On Friday I got myself a nice shiny new T-Mobile G1. Also known (incorrectly) as the GooglePhone. It's pretty darn good. Well, unless you expect the battery to last the day when you're playing on it constantly because it's your new toy. I imagine that once I'm using it 'normally' instead of intensively, it won't be quite so bad. But I'd certainly say at the moment that the battery life is atrocious. Oh well, I was expecting that anyway. Onwards and upwards. It's otherwise a fantastic little device, and has enormous potential.

And it's easy to programme. I used to try to programme my Nokia phone using Symbian. But the number of hoops I had to jump through in order to get anything to work totally put me off, and I never got futher than writing a programme which said 'Hello' on the screen. (I guess 'Hello World' wouldn't have been much more effort, but by that time I'd had enough.) But programming Android is very easy. At first it was a little awkward, because on my six year old laptop (yes, six years old) the emulator was very slow, and used nearly all my computer's memory. But now I have a real phone I can plug the USB cable in and run and debug my programmes directly on the device. And from Linux too, which is pretty good.

I'm currently working on a little programme which will log sensor values to a file. Then I'll be able to plot them on a Google map and see how fast I was travelling and how hard I was accelerating or cornering. Not because I drive 'that way', but because I've always thought it would be interesting to log stuff like that, and now I have a device which can do it. So far I've just written a test programme which shows the values of the various sensors and moves sliders around, but it's been incredibly easy to do.

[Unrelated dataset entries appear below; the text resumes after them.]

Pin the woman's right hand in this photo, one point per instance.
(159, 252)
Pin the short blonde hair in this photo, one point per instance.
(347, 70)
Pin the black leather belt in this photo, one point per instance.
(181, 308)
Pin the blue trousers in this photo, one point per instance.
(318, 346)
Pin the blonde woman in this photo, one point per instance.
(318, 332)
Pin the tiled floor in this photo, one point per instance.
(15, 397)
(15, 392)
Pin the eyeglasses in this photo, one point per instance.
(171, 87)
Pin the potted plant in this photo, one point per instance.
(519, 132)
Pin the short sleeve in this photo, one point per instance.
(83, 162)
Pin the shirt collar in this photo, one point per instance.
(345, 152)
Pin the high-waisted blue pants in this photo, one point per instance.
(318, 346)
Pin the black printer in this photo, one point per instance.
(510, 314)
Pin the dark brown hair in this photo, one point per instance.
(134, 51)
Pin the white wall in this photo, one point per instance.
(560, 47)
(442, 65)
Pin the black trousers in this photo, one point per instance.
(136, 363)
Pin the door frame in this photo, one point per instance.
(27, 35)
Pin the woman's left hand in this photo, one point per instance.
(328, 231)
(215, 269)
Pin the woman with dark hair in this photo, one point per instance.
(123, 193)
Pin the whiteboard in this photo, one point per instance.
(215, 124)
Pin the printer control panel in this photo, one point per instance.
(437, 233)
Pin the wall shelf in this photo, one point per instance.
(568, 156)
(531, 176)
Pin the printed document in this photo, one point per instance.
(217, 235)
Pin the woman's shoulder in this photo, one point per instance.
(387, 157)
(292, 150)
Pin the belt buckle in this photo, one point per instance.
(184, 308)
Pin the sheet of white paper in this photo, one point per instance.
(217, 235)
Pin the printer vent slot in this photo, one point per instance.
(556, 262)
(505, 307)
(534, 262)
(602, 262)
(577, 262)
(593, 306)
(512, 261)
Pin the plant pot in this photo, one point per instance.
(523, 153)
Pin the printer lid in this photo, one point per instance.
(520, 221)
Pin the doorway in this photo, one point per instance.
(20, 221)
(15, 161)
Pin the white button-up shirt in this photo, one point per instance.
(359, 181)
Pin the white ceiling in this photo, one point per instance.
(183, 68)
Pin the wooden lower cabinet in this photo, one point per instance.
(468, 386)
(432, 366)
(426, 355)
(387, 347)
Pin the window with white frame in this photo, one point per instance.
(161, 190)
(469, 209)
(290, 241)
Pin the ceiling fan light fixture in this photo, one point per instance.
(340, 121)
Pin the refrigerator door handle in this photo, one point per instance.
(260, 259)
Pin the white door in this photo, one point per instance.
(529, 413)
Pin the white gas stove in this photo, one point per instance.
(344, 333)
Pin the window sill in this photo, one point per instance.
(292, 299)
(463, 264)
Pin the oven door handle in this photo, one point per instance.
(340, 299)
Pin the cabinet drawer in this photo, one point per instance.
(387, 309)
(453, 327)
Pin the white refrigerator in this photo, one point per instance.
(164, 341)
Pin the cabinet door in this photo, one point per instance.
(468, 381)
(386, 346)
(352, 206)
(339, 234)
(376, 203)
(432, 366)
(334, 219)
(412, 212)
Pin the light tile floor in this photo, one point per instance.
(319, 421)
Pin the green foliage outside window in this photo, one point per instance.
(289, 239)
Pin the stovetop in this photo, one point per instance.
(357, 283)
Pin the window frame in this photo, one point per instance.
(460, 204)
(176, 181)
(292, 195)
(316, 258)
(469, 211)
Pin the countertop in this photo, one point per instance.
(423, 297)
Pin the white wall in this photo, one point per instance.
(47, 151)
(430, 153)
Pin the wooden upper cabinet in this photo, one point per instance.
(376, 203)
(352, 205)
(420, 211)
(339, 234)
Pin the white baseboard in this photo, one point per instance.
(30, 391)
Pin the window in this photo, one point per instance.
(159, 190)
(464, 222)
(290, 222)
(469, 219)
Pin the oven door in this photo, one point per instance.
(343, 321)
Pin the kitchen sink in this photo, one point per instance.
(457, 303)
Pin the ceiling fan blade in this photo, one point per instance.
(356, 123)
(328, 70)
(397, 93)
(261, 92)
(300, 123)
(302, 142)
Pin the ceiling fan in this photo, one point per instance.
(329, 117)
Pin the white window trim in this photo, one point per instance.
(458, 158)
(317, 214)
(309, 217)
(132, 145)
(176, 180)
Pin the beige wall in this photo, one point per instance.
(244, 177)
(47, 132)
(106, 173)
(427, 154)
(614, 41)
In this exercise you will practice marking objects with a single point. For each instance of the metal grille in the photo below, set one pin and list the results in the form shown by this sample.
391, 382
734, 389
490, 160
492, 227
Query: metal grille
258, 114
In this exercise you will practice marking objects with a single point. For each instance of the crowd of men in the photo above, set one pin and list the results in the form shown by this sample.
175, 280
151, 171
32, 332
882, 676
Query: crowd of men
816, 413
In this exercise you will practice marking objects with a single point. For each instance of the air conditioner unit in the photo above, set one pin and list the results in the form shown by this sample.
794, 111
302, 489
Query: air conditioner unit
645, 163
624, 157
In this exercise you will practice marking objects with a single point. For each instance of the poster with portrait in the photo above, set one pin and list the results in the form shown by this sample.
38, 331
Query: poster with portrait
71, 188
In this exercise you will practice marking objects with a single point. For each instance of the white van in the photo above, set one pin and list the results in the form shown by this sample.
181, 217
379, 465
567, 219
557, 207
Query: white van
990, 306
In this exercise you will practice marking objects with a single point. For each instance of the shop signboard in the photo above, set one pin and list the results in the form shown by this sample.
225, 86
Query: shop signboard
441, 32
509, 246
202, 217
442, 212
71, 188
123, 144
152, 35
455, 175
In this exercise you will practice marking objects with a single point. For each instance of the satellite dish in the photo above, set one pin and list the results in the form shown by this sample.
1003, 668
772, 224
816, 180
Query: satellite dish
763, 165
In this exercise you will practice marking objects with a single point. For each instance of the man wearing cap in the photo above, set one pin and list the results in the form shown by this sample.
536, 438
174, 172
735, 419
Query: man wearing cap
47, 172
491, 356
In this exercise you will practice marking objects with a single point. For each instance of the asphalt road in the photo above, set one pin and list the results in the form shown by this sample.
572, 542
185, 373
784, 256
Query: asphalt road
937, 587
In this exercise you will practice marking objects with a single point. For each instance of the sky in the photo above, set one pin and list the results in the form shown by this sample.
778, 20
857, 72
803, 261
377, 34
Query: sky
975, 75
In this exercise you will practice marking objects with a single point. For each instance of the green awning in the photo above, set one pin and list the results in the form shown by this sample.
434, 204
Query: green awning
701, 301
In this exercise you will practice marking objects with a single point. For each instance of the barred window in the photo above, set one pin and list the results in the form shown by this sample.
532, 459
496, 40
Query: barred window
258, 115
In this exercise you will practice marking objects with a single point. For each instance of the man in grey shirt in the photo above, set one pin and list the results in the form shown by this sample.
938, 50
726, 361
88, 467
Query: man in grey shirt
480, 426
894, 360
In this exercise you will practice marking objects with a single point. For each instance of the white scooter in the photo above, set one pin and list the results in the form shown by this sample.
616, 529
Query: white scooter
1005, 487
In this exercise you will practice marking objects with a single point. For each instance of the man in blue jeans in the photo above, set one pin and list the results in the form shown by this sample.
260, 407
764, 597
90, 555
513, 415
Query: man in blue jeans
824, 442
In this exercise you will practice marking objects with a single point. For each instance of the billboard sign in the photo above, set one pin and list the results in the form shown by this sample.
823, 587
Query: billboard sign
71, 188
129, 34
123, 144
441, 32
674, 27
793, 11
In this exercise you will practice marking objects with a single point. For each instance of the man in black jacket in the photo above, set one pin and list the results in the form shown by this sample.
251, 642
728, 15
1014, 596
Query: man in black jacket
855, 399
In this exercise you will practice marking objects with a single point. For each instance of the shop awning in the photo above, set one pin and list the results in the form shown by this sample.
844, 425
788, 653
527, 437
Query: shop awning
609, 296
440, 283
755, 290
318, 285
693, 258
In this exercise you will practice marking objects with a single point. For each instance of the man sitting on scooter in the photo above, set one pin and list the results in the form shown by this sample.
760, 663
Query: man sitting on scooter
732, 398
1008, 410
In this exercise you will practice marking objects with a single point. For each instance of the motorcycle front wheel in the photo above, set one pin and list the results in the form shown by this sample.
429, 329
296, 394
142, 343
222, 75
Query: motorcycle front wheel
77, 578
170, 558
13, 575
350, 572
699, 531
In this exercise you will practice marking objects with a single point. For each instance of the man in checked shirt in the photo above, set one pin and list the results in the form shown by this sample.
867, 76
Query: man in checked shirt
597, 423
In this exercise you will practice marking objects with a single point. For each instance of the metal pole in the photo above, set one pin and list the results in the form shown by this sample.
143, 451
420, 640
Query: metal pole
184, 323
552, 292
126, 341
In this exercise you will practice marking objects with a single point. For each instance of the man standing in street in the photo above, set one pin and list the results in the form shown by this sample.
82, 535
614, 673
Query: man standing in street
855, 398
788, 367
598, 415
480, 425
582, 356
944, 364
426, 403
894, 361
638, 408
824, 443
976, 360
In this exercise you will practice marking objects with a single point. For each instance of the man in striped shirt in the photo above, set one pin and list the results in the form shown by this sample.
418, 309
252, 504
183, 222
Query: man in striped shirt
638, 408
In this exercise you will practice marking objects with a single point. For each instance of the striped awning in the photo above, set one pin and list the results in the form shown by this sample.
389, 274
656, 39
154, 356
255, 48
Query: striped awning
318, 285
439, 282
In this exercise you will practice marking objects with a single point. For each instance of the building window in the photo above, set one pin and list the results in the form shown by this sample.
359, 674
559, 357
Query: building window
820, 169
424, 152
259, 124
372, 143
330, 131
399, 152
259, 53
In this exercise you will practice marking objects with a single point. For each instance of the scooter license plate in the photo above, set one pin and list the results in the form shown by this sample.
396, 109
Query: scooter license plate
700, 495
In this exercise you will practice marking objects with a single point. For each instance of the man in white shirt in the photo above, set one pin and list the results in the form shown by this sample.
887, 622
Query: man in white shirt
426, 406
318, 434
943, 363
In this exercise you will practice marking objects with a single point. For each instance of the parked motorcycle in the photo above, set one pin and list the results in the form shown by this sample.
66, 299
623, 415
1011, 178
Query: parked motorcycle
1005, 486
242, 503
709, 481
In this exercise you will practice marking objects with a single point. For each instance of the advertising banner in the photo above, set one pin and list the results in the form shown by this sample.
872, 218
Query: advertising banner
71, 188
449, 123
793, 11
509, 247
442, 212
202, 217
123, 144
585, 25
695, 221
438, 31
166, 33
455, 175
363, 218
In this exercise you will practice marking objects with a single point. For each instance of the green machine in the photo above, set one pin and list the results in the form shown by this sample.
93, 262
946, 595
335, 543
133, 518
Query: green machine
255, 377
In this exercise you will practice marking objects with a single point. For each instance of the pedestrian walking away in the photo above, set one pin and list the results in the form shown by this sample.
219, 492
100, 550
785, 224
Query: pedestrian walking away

And just in case there's anyone reading this who wonders how I got the debugging to work in openSUSE 11.1, here's how. (Bear in mind that this is additional info to that which is in the SDK - it doesn't really make sense on its own). I created a file called 50-android.rules in /etc/udev/rules.d containing this line:

SUBSYSTEM=="usb", SYSFS{idVendor}=="0bb4", MODE="0666", SYMLINK+="android_adb"

Then I chmodded it to 755, and, as root, ran 'adb kill-server' followed by 'adb start-server'. Then I ran 'adb devices' to see if the device showed up in the list. If it didn't I killed and restarted the server again until it did. (I don't know if I need to, or if I could just wait.)

After that, I was able to run and debug programmes from Eclipse directly on the device. Although I had to make sure that the manifest file had debuggable set to true, otherwise it didn't work.

4 comments:

Enderandrew said...

Just so you know, the G2 is basically done, but now is being held back to April. It will feature an OLED screen with much higher resolution, while consuming much less battery.

It was initially going to come out at the end of January, but the phone was so good, that Sprint and Verizon signed contracts to grab it from HTC and Google as well. So, now it is being pushed back to launch for T-Mobile, Sprint and Verizon at the same time in April.

If you can't wait, then keep the G1. If you want a much nicer phone, I'd return it and wait for April.

James Ots said...

I'm very happy with my G1, and I also want to play with it now. Especially since I won't get to play with the phone so much once our baby arrives in May. And I've heard the G2 won't have a physical keyboard, and that's a deal breaker for me.

I could keep waiting for a better phone, but I'd be waiting forever, as there's always something a bit better just around the corner. I have a 12 month contract though, so in a year's time I can get whatever is the latest, greatest at that time.

Unknown said...

I'm about to also buy one. Is it possible to let it sync with some KDE PIM environment? I don't want to store my calendar and contact at Google's.

What about the battery life? Is it usable for every-day needs? :-)

James Ots said...

@Johannes: I've just written a new post which probably answers these questions. It sounds like it probably isn't the phone for you, due to the tight coupling with Google. And I'm not sure about syncing with KDE - I was thinking about looking into it, but I'm using desktop software less and less these days, so I'm not sure if it's important to me any more.